Implementation of a successful, effective, and efficient accessibility management program requires involving everyone in the process; that is, EVERYONE--from the CEO to the front line staff, from the maintenance crew to the concessionaire, from the accessibility coordinator to the local center for independent living. Effective accessibility management programs require a team approach and a commitment to process. (See Appendix A: Implementation of an Accessibility Management Program). Coordination of the program may be assigned to one individual - an accessibility coordinator; however, implementation is the responsibility of every single person and position within the organization. This approach is very similar to the implementation of a safety program where one individual is assigned as the risk manager to oversee coordination of the program, and each position in the organization has responsibilities for maintaining a safe environment.

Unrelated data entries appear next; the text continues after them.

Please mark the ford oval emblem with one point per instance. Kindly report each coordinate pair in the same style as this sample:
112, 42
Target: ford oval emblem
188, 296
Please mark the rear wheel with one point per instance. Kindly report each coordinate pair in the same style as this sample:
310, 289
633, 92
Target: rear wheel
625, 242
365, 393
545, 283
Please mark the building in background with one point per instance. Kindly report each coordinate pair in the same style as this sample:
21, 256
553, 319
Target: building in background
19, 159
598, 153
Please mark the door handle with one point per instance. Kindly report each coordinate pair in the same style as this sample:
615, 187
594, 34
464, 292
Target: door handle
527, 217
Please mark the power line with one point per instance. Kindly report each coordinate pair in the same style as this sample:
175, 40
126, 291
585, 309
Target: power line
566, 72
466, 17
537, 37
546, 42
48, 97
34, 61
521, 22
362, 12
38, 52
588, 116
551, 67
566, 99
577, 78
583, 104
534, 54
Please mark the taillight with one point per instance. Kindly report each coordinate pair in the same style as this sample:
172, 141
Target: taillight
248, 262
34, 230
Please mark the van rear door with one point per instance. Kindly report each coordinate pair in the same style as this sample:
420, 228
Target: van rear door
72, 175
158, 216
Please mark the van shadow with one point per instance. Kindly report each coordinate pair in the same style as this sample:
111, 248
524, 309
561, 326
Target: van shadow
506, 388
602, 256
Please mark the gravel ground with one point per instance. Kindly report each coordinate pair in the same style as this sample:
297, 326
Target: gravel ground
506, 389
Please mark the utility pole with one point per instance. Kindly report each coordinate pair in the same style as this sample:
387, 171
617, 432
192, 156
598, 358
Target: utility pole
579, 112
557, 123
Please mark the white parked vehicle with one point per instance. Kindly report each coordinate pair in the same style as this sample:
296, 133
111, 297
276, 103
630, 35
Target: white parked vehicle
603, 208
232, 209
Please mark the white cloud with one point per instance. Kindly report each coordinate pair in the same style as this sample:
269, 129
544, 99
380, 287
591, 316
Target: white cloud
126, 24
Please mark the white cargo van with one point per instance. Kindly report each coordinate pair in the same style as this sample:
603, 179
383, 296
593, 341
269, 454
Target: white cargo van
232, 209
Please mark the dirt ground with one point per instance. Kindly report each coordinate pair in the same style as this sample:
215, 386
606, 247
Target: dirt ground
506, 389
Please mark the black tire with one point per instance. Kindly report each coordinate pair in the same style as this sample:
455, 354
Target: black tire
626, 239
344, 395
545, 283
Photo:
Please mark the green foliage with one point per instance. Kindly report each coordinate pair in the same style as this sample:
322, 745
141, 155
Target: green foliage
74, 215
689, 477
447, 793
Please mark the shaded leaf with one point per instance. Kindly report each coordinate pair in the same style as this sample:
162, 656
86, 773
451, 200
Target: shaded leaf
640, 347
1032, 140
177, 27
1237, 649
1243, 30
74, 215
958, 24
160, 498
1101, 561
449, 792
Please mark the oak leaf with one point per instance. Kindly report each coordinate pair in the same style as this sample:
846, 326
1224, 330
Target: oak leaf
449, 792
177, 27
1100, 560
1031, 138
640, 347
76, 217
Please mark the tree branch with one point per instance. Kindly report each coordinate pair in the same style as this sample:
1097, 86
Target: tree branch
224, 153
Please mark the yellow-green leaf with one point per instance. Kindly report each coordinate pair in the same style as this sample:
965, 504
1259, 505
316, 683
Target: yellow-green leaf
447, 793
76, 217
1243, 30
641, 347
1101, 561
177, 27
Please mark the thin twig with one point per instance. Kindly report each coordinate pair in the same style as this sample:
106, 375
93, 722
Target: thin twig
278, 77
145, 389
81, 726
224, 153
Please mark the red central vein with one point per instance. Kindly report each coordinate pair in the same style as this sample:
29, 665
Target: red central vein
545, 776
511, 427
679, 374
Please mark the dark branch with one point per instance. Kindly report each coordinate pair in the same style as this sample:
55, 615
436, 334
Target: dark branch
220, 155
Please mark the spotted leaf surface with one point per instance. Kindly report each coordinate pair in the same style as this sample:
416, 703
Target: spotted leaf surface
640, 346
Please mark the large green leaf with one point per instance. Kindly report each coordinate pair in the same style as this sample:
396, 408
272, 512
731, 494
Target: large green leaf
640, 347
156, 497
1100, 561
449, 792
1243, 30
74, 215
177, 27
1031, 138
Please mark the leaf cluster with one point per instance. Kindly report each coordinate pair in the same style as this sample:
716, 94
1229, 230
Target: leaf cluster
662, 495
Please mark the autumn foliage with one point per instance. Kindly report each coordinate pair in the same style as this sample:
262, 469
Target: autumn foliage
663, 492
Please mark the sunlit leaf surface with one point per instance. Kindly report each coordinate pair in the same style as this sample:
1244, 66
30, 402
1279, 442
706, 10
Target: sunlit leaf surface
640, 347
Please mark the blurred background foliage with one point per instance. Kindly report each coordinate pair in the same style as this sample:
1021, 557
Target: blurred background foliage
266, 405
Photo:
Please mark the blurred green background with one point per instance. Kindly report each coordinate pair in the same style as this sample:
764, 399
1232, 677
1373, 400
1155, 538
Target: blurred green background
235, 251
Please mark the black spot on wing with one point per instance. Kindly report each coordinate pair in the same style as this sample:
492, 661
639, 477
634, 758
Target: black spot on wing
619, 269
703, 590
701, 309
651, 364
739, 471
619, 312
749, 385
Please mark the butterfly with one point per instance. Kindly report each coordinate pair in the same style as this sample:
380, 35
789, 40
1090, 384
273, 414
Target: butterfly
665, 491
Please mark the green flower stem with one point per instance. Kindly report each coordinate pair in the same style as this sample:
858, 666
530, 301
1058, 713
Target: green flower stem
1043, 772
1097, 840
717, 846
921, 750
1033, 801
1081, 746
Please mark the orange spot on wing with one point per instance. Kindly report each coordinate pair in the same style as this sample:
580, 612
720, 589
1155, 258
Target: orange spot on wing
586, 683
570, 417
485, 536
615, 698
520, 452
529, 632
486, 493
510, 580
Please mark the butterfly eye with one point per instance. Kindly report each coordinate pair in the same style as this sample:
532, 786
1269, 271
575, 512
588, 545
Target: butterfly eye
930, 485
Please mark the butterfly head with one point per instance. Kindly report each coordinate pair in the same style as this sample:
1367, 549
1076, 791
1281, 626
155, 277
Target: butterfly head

Dr. George Head is a special advisor to the Nonprofit Risk Management Center in Washington, D.C. Dr. Head (2006) suggests that risk managers should employ other managers and select individuals throughout the organization to be additional sets of minds, eyes, and ears in detecting the loss exposures that arise or may possibly arise in daily work. This practice can be applied to an accessibility management program. The accessibility coordinator, as one individual and often assigned accessibility compliance as a collateral duty, cannot possibly be aware of every single policy, programming, purchasing, or construction decision to take place on a daily basis within the organization. With this team approach, the responsibility for accessibility compliance is delegated throughout multiple job functions, departments, and divisions so that each individual and unit can support all accessibility improvements and decisions without as many likely to slip through the cracks. In addition, this delegated approach assigns responsibility and accountability for accessibility management throughout the organization.
From the beginning, each individual needs to be integrated as a 'resource' into the planning process (Drucker, p. 270). Involvement is the key to implementing change and increasing commitment (Covey, 1991). Each individual, from his or her own background and experience, brings a different and meaningful perspective to the table. Across functions, considerations for decisions affecting policies, capital improvements, renovations, maintenance, and programming can be considered with input from individuals with diverse responsibilities, from the accessibility coordinator to the architect and outdoor planner, from the maintenance supervisor to the recreation programmer. By way of this involvement, decisions can be arrived at through consensus building. When people become involved in the problem, they become significantly and sincerely committed to solving the problem (Covey, p. 221).